Now, Tanner, armed with his arsenal of (questionable) jokes and the unwavering belief in his own charisma, entered this game night like a gladiator entering the arena. He was ready to conquer, to charm, to leave these new acquaintances utterly captivated by his wit and sparkling personality. What actually transpired, however, was less Roman triumph and more comedic train wreck.

The evening began innocently enough. There were introductions, polite small talk, and the opening of a particularly suspicious-looking dip that someone had brought. As the first game, a round of charades, began, Tanner saw his opportunity. This was his stage, his spotlight, his chance to shine brighter than a disco ball in a supernova.

His first charade? A cat. Simple enough, right? Not for Tanner. Instead of, you know, mimicking a cat, he decided to impersonate his aunt's cat, who, according to Tanner, is “a grumpy old thing with the personality of a wet dishcloth." He proceeded to hobble around the living room, scowling, hissing and making vague gestures that could have also been interpreted as someone having a severe allergic reaction.

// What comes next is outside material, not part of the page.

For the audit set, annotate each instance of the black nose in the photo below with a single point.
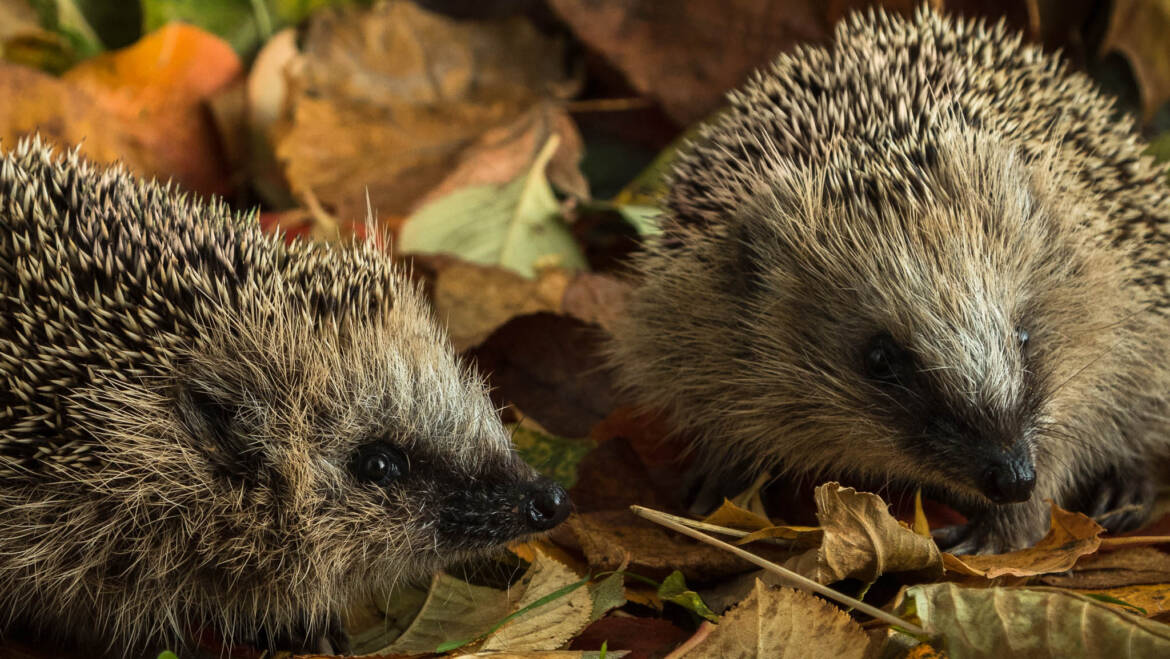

The team guessed "rabid badger" first.

Undeterred, Tanner pressed on. During a particularly intense round of Pictionary, where everyone was struggling to decipher a drawing that vaguely resembled either a stapler or a giraffe giving birth, Tanner, in an attempt to lighten the mood, decided to unleash his comedic genius.

"Looks like abstract art to me!" he boomed, slapping his knee with the force of a small earthquake. "I bet a toddler could do better. Actually, that's not saying much, they mostly just eat crayons."

The silence that followed was thicker than the aforementioned questionable dip. You could practically hear the crickets chirping in the background. 

Tanner was on a roll. He was convinced he was killing it! He was the life of the party! He was... completely misreading the room.

As the night progressed, the games shifted to Cards Against Humanity, a game designed to be offensive, but even then, Tanner managed to take it to a whole new level of cringe. He saw it as an opportunity to showcase his… unique sense of humor.

When a card prompt asked to fill in the blank with "What's my secret power?" Tanner's response? "Accidentally insulting people I've just met." He stared proudly at his contribution, clearly expecting roaring laughter. Instead, he was met with a collection of awkward coughs and averted gazes.

One poor soul found herself the unintended target of Tanner's comedic "brilliance." After she mentioned she was working on a series of portraits, Tanner, in what he clearly believed was a witty observation, chimed in with, "Portraits, huh? Hope you're good at Photoshop! Everyone needs a little help these days, right?"

Bless her heart, she managed a polite smile that didn't quite reach her eyes. Someone quickly changed the subject to the weather, which, let's be honest, was a far more engaging topic than Tanner's stand-up routine at this point.

By the end of the night, the atmosphere had become so tense that a dropped pin could have triggered a nuclear war. Every time Tanner opened his mouth, a collective cringe rippled through the group. 

As the guests began to depart, murmuring polite thank yous and making vague promises to "do this again sometime," Tanner, oblivious to the disaster he had wrought, beamed with pride.

"Great party, right?" he asked. "I think they really liked me. They were laughing at all my jokes!"

The response: "They were… definitely reacting, Tanner."

Tanner, while a well-meaning individual, might need to reassess his comedic timing. Maybe stick to office memos for a while, buddy. And perhaps, for the sake of future social gatherings, a crash course in "Reading the Room 101" is in order!